Academic background
- Education: A.B., Immaculata University MD, 1976, Georgetown University MPH, Johns Hopkins University

Academic work
- Institutions: Vanderbilt University Medical Center

= Marie R. Griffin =

American vaccine researcher

Marie R. Griffin is an American vaccine researcher. She is a Professor of Medicine and holds the Endowed Directorship in Public Health Research and Education at Vanderbilt University Medical Center.

==Early life and education==
Griffin earned her Bachelor of Arts degree from Immaculata University, her medical degree from Georgetown University School of Medicine, and Master's in Public Health from Johns Hopkins University.

==Career==
Upon completing her education in 1986, Griffin became one of the first women join the faculty at Vanderbilt University Medical Center as a tenure-tracked assistant professor. In this role, she reviewed 129,834 cases of the whooping cough vaccine and found that it was completely safe for infants. She was promoted to associate professor in 1990 and Full professor in 1995. As a Full professor, Griffin became the principal investigator of the national DEcIDE (Developing Evidence to Inform Decisions about Effectiveness) Research Network, which conducts "accelerated practical studies about the outcomes, comparative clinical effectiveness, safety and appropriateness of health care items and services." In recognition of her efforts, Griffin was elected a Fellow of the American College of Physicians.

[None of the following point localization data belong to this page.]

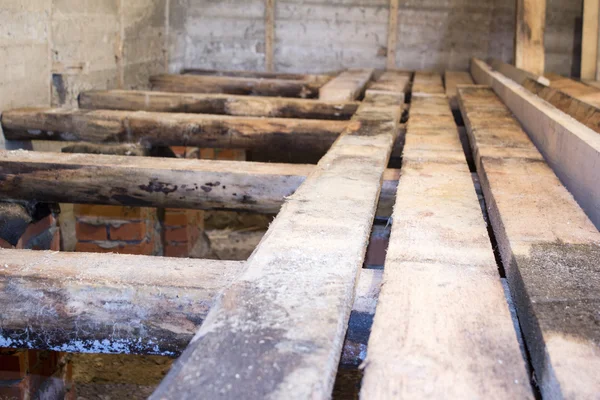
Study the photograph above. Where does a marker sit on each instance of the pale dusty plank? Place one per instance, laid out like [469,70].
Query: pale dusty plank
[549,248]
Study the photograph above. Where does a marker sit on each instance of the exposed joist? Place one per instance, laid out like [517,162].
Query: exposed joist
[158,182]
[171,129]
[236,85]
[347,86]
[277,332]
[529,36]
[569,147]
[549,248]
[223,104]
[442,327]
[133,304]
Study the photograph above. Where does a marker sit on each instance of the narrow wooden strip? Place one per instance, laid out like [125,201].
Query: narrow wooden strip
[549,248]
[569,147]
[158,182]
[516,74]
[133,304]
[235,85]
[529,36]
[171,129]
[277,332]
[223,104]
[347,86]
[392,35]
[442,324]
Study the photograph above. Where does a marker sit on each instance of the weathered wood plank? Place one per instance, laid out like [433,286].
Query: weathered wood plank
[171,129]
[569,147]
[442,327]
[235,85]
[223,104]
[529,36]
[158,182]
[347,86]
[549,248]
[133,304]
[277,332]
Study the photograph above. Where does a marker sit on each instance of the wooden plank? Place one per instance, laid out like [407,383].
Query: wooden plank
[589,39]
[392,35]
[516,74]
[154,312]
[158,182]
[529,36]
[235,85]
[569,147]
[221,104]
[277,332]
[347,86]
[171,129]
[549,248]
[587,114]
[442,324]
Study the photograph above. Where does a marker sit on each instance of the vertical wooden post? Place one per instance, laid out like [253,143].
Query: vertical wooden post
[269,34]
[529,37]
[392,35]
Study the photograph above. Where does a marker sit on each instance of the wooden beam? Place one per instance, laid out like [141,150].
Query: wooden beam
[291,306]
[392,35]
[442,325]
[235,85]
[569,147]
[529,37]
[589,39]
[347,86]
[170,129]
[549,248]
[516,74]
[221,104]
[133,304]
[158,182]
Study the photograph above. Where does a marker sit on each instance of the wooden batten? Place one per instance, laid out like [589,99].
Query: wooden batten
[222,104]
[549,248]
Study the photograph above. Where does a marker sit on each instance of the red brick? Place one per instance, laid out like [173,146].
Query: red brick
[87,232]
[129,231]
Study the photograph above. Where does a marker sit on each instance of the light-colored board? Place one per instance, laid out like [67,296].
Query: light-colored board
[529,36]
[442,327]
[549,248]
[570,148]
[277,332]
[347,86]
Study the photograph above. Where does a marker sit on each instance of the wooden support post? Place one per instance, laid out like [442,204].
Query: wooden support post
[570,148]
[133,304]
[529,36]
[347,86]
[442,325]
[223,104]
[589,40]
[549,248]
[277,332]
[157,182]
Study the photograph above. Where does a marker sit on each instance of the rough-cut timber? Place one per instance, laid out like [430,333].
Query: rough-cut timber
[347,86]
[586,113]
[277,332]
[549,248]
[129,304]
[251,106]
[516,74]
[236,85]
[569,147]
[442,326]
[157,182]
[171,129]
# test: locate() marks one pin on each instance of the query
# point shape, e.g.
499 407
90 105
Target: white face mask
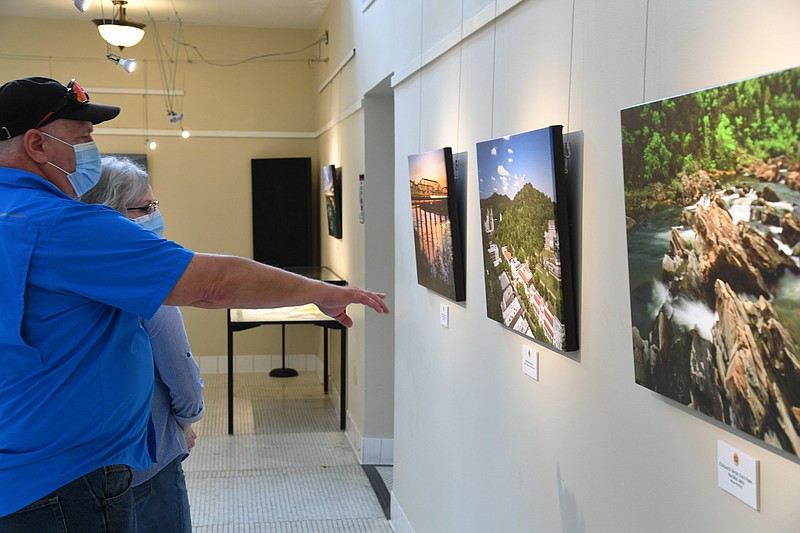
88 165
153 222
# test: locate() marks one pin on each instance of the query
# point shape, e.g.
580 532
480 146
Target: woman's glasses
148 209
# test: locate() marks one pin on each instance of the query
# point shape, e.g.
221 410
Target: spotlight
81 5
129 65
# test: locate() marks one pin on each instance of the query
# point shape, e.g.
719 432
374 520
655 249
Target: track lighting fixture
129 65
81 5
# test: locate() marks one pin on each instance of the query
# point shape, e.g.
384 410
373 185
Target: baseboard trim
399 520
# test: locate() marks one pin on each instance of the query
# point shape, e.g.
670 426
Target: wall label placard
737 474
530 361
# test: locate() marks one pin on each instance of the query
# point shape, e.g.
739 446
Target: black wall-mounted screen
283 233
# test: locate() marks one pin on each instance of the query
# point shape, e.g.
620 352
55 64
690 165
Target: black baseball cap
29 103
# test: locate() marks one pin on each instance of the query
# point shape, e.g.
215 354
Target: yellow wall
203 183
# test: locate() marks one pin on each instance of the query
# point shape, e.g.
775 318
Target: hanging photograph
434 210
525 230
712 197
332 187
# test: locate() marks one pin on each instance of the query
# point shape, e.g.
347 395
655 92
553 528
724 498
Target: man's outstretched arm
220 281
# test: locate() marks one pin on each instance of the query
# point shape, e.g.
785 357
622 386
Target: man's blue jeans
162 503
100 501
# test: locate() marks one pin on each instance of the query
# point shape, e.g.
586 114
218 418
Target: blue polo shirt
76 370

In 2014, Griffin replaced William Cooper to lead Vanderbilt's participation in Mini-Sentinel, a five-year, $120 million pilot program for safety surveillance. She received around $250,000 per year from the FDA to help cover drug and device safety surveillance infrastructure costs. Through this role, she authored a paper finding that the pneumococcal vaccine for infants and young children resulted in a 27 per cent decline in pneumonia hospital admissions across the state among children under age 2. Griffin was then appointed Director of the Master of Public Health program, which she had co-founded, in 2014. As a result of her academic accomplishments, Griffin was appointed by Metro Nashville Mayor Megan Barry to sit on Greenways for Nashville, an advisory committee for the Greenways Commission. In 2017, Griffin earned the Mary Jane Werthan Award for her "contributions to the advancement of women at Vanderbilt on a systemic level." Following this, she was appointed the Endowed Directorship in Public Health Research and Education.

During the COVID-19 pandemic, Griffin was appointed to sit on the Vanderbilt Public Health Advisory Task Force in response to COVID-19. She was also the recipient of the Elaine Sanders-Bush Award for Mentoring Graduate and/or Medical Students in the Research Setting. By May, Griffin was honored as emeriti faculty for her years of service.